Firms fined over foot-and-mouth waste risk

Three North Yorkshire food waste businesses have been fined for potentially risking a foot-and-mouth outbreak by dumping food waste on land used to feed livestock.

The firms were handed fines totalling £38,000 for breaching rules over the transportation and disposal of food waste.

F D Todd & Sons Ltd, of Thirsk Industrial Park, Thirsk was fined £20,000 and ordered to pay costs of £1,781 to the Environment Agency, which brought the case.

Coast to Coast Recycling Ltd, of York Road, Tollerton was fined £15,000 and ordered to pay costs of £1,766.

Pro-Pak Foods Ltd, of York Road Industrial Park, Malton was fined £3,200 and ordered to pay costs of £1,848.

At a hearing at Harrogate Magistrates’ Court on Friday (21 October), the court heard waste rice, pasta, noodles and luncheon meat from Pro-Pak Foods was transported by F D Todd & Sons Ltd without the necessary waste transfer notices.

The food was dumped at Home Farm at Aldwack – run by Coast to Coast Recycling – on 2 March, where sheep were grazing in the same field.

Coast to Coast Recycling said it thought the waste was mashed potato and vegetables which was going to be fed to the sheep.

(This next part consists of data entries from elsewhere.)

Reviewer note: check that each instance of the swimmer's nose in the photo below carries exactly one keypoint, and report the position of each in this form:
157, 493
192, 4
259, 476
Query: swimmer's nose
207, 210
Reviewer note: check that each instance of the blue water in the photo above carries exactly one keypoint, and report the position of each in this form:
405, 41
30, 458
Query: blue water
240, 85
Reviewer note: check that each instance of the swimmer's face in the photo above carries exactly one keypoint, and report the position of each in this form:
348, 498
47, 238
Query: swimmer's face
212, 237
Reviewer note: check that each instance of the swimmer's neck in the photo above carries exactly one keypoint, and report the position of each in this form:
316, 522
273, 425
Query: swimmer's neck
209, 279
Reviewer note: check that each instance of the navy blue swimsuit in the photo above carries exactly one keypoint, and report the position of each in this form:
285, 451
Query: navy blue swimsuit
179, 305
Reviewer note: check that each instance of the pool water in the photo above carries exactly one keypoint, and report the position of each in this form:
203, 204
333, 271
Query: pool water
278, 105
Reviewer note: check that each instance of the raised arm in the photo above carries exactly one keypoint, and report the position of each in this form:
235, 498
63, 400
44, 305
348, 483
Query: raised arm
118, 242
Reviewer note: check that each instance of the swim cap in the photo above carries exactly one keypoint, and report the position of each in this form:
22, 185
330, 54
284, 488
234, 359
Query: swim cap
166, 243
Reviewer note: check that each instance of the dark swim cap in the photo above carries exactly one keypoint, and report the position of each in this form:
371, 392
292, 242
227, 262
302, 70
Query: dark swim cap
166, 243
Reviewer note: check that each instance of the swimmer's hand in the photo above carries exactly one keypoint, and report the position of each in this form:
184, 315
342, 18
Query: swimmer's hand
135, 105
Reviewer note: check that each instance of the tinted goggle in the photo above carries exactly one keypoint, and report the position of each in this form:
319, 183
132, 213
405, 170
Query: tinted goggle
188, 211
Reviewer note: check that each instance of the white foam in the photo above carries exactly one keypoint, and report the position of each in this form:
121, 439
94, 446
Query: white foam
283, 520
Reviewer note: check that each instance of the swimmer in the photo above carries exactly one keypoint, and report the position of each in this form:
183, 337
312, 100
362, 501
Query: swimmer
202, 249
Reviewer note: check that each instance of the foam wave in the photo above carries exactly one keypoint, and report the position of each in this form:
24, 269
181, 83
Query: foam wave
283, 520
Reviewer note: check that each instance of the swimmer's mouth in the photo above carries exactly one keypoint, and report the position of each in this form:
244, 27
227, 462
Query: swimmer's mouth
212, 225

The company agreed what was stored on the land was unsuitable for animal feed.

It said it had not set up waste transfer notices as it did not believe it was waste because animals consumed it.

Pro-Pak told Environment agency officers that its waste always contained about 10% meat, but F D Todd & Sons Ltd claimed the waste’s content had been changed without them being informed.

Coast to Coast Recycling pleaded guilty to breaching waste rules for failing to inspect the waste and assuming it originated from the manufacture of vegetarian ready meals.

An Environment Agency official told the court that the offences had the potential to cause another outbreak of F&M in a region still recovering from the outbreak of the disease a decade ago.

She said laws on feeding meat to animals had been introduced in 1988, with further rules in 2005, to prevent the spread of diseases such as F&M, swine fever and avian flu, as well as bacterial diseases like salmonella and E coli.

Pro-Pak Foods Limited pleaded guilty and admitted it had naively broken food waste rules, while F D Todd & Sons Ltd did not enter a plea but offered an unqualified apology for the failings.

Speaking after the case, Mike Riby, team leader at the Environment Agency said: “We were shocked to find this type of activity happening in an area still suffering from the effects of foot-and-mouth ten years ago.

“This could have caused another outbreak or spread any number of diseases.

“We will always use all our powers available to ensure activities like this don’t happen again.”